One-time Raglan resident Isa Ritchie reckons it’s exciting – “kind of trippy” even – to see her new novel in mainstream New Zealand bookshops at last.
It took a good few years of staggered writing to complete ‘Fishing for Maui’, she confesses.At the time she was living for the most part with family out Whale Bay and juggling finding the time and motivation to write with the demands of parenting and completing a masters degree through Waikato University.
“I got a bit distracted … I was quite busy,” the 34 year old recalls.
But finally – after achieving her masters and also a PhD like generations of family before her – the novel’s been published and an excited Isa was busy early this month signing copies at a book launch in Wellington, where she now lives.
Not that she’s forgetting her roots. “I plan to do a second launch or book event in Hamilton or Raglan soon,” the second-time novelist told the Chronicle. ‘Fishing for Maui’ is actually set in both these places – where Isa grew up – with themes around food, whanau and mental illness as told from the perspectives of nine characters from the same family.
It is also about identity and one character’s quest to reconnect with his Maori heritage through the Maui legends.
Isa’s storyline is based on real events – but in a different context – from her own experience as a Pakeha child in a bicultural family. And in real life it was interesting to see how those around her reacted differently, she explains, when one family member went through a breakdown.
Quite a chunk of the 365-page novel, which Isa started writing in Hamilton but finished in Raglan, was penned in the warm ambience of The Shack, she says. Rather than double trip back out to the bay she’d hang out at the popular downtown eatery while waiting for daughter Tesla – now nearly 10 – to finish kindy.
The cafe environment offered a helpful level of distraction, Isa adds, and was “really good discipline” because now she’s able to repeat the exercise and write 500 words or so in an hour’s lunch break at work.
Currently based in the capital as a social policy adviser in the public service, Isa has for a long time wanted to get her writing “out there” while not necessarily aspiring to be a fulltime author. “I don’t want to put too much pressure on creative things (in my life).”

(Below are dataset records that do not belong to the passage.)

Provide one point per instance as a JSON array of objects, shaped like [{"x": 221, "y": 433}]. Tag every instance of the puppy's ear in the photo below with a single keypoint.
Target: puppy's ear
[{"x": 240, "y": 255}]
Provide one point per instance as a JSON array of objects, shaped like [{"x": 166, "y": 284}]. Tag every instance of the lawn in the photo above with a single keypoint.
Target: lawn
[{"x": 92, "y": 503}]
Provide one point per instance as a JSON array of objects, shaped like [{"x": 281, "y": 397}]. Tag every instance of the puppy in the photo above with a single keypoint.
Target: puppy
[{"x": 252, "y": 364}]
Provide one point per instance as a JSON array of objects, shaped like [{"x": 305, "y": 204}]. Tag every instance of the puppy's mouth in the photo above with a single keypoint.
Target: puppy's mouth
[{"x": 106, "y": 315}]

Even so a third novel, ‘Innerspace’, is already taking shape. She published her first work of fiction, ‘The Seekers’ Garden’, back in 2012.
Isa credits her grandmother – Emeritus Professor Jane Ritchie, who now lives in Raglan West – as a “big influence on my writing”.
An academic and voracious reader, the octogenarian “always gave us lots of books to read over the years”, says Isa.
Jane provided useful feedback throughout her grand-daughter’s own writing process, particularly when Isa was exploring the complex interconnectedness of food for her thesis which she then wove into the storyline of ‘Fishing for Maui’.
Isa is the fourth generation in her family – after mother Jenny, Jane and great-grandparents Pearl and Ernest Beaglehole – to achieve a PhD. She graduated at Te Kohinga Marama Marae on the Waikato University campus at the end of last year.
Her new novel is published by Te Ra Aroha Press under a Creative Commons copyright licence that enables an author to give people the right to share, use and build upon their work. It is stocked locally in Zinnia, and Isa hopes other shops in Whaingaroa will soon follow suit by adding ‘Fishing for Maui’ to their shelves.